Maybe in a parallel universe, we’d be in this exact same spot, but everything would be different.

Bailey stays silent, but I can tell he’s listening. He always has, except for the one time it counted. “That’s okay. You don’t need to know how you feel about it.”

I pull my braid over my shoulder, twisting the wet ends of my hair. “Shouldn’t I know how I feel?”

“Life is complicated, sunshine,” Bailey says, exhaling a ragged breath. “I can’t pretend to know why Hunter makes the choices he does. I love him, even if I don’t always like him.”

Sunshine? He’s never called me that before, but I think I kinda like it.

“I think that’s a very good way to put it. I don’t necessarily like who he is right now.” I love him, but I’m so fucking angry with him.

He nods slowly, seeming to hesitate before speaking again. “Are you happy with him?” Bailey asks, and I should lie right through my teeth to say the only appropriate answer. Except I don’t want to lie. There’s been enough of them, even if the truth is ugly.

“I don’t know, B. I really don’t know.”

“You deserve to be happy. I hope you know that.”
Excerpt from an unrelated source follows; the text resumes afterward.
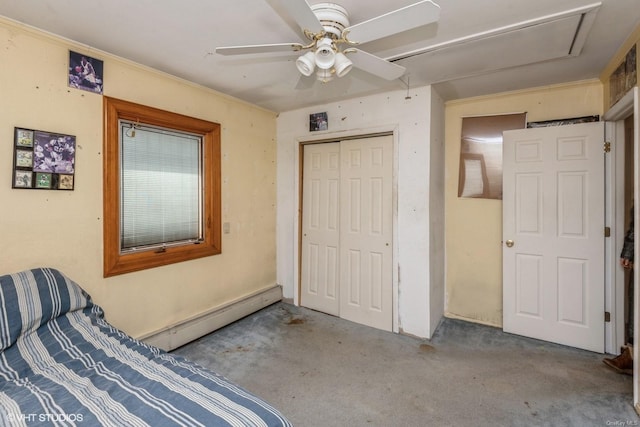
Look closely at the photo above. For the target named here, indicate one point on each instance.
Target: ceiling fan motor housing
(333, 17)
I meet his gaze, letting my worries wash away. “You do too. I’m really glad you came back, and I hope you stay.”

Bailey offers me a warm smile, and I wonder if he knows how bright he burns. If I didn’t have a handful of discarded canvases in my room at my parents’ house, I’d try to paint this exact moment to capture it forever. “I’m not going anywhere.”

The pastel hues of orange, purple, and pink blur together in the background, casting a soft glow around him.

I commit everything about this moment to memory. My heart seems to grow two sizes in my chest, beating erratically. I don’t think I knew how badly I needed to hear him say he’s staying until now. I smile back at him, unable to hide it. “Good. Maybe you’ll get better at surfing.”

He reaches into the water to splash me, and I think I have to admit that being around Bailey makes me happy. “Why don’t you show me how it’s done if you’re so good at it?”

“Not a problem,” I say, sticking my tongue out at him as I wait for the lull to start paddling further out.

As my board slices through the water under the early morning light, I feel good.

I feel happy.

I’d almost forgotten what it felt like.